# Custom Fursuit with SPH?



## AM_Drag (Sep 16, 2009)

I don't know if this is appropriate for this forum, but I am starting to be interested in fursuits with SPH on them. Yea, yea, hardy, har, har - don't laugh or make jokes at my expense... lol. Is there any place online that you can submit any sketches or designs to them with details etc. and they will make it for you and ship it out? 

I am interested in a custom dragon suit, with features similar to my avatar... I am very new to this and don't know much about them... thanks for any help. 

*~ AM_Drag*


----------



## Kaamos (Sep 16, 2009)

SPH?


----------



## ZiggyTheWolf (Sep 16, 2009)

Ahem let me translate,
Strategically Placed Holes.
There is a thread up about this,
possibly search assistance in there or w8 for
the people to migrate into this one.


----------



## Vaelarsa (Sep 16, 2009)

Ew.
God.

I was wondering if he meant sunblock (though thinking back on it, that's SP*F*, not SP*H*), which, while leaving me scratching my head, it at least wouldn't have made me think "sex toy" and want to vomit.

Ignorance truly is bliss, sometimes.


----------



## AM_Drag (Sep 16, 2009)

Brinster said:


> Ahem let me translate,
> Strategically Placed Holes.
> There is a thread up about this,
> possibly search assistance in there or w8 for
> the people to migrate into this one.


 
Lol... ^_^

Thanks, I will begin looking unless they post here.

*~ AM_Drag*


----------



## Uro (Sep 16, 2009)

AM_Drag said:


> I don't know if this is appropriate for this forum, but I am starting to be interested in fursuits with SPH on them.

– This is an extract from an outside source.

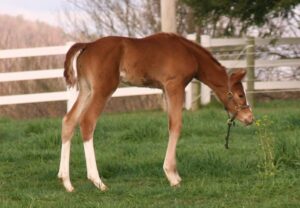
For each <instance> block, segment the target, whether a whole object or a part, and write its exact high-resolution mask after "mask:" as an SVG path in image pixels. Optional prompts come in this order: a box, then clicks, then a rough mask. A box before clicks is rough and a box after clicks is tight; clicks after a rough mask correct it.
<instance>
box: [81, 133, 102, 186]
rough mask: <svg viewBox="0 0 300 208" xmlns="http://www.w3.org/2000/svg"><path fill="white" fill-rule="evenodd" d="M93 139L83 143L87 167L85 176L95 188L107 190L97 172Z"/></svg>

Yea, yea, hardy, har, har - don't laugh or make jokes at my expense... lol. Is there any place online that you can submit any sketches or designs to them with details etc. and they will make it for you and ship it out?
> 
> I am interested in a custom dragon suit, with features similar to my avatar... I am very new to this and don't know much about them... thanks for any help.
> 
> *~ AM_Drag*



Yea bro, you can submit designs to them online and they will make it and ship it out for free.

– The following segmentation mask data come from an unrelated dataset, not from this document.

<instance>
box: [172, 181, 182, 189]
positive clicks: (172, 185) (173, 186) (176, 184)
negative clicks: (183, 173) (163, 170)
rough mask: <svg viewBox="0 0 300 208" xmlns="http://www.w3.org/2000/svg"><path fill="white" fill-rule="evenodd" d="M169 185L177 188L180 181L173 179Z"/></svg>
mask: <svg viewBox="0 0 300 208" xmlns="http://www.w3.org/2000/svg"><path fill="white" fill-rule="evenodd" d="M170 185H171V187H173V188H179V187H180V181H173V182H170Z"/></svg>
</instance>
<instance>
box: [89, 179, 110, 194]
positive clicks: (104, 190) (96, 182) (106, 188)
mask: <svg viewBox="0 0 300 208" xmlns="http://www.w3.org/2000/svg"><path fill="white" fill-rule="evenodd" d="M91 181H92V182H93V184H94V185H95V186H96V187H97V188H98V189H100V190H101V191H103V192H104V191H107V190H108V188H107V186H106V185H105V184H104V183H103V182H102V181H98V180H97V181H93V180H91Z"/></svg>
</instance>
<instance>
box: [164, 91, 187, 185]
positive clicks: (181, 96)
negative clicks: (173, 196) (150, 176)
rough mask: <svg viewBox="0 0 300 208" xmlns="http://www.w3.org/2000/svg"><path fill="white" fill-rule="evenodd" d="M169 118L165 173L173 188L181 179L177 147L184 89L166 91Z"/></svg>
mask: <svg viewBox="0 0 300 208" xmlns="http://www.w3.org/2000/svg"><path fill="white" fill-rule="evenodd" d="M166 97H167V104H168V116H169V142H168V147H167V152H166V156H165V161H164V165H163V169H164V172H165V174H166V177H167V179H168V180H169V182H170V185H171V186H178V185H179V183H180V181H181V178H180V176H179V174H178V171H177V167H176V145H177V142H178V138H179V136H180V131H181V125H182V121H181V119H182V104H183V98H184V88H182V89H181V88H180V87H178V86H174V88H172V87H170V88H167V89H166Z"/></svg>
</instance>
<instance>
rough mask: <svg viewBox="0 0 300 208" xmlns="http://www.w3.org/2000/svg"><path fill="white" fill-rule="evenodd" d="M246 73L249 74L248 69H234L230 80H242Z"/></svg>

It's gonna cost like 2500 or so. Anyhow, how old are you?


----------



## AM_Drag (Sep 16, 2009)

Uro said:


> Yea bro, you can submit designs to them online and they will make it and ship it out for free.
> 
> It's gonna cost like 2500 or so. Anyhow, how old are you?


 
Thanks for the information, is there any specific url to a site? Also, I am 18 years old.

*~ AM_Drag*


----------



## Aurali (Sep 16, 2009)

there was a sticky on this once... but it's gone now...


----------



## CerbrusNL (Sep 16, 2009)

http://forums.furaffinity.net/showthread.php?t=51119
Check the Suits and Suiters forum section...
It's 2  threads below this one...


----------



## AM_Drag (Sep 16, 2009)

CerbrusNL said:


> http://forums.furaffinity.net/showthread.php?t=51119
> Check the Suits and Suiters forum section...
> It's 2 threads below this one...


 
Thanks, though there doesn't seem to be anyone mentioned in that thread...

*~ AM_Drag*


----------



## CerbrusNL (Sep 17, 2009)

Perhaps this post can help you out:
http://forums.furaffinity.net/showpost.php?p=1225929&postcount=15


----------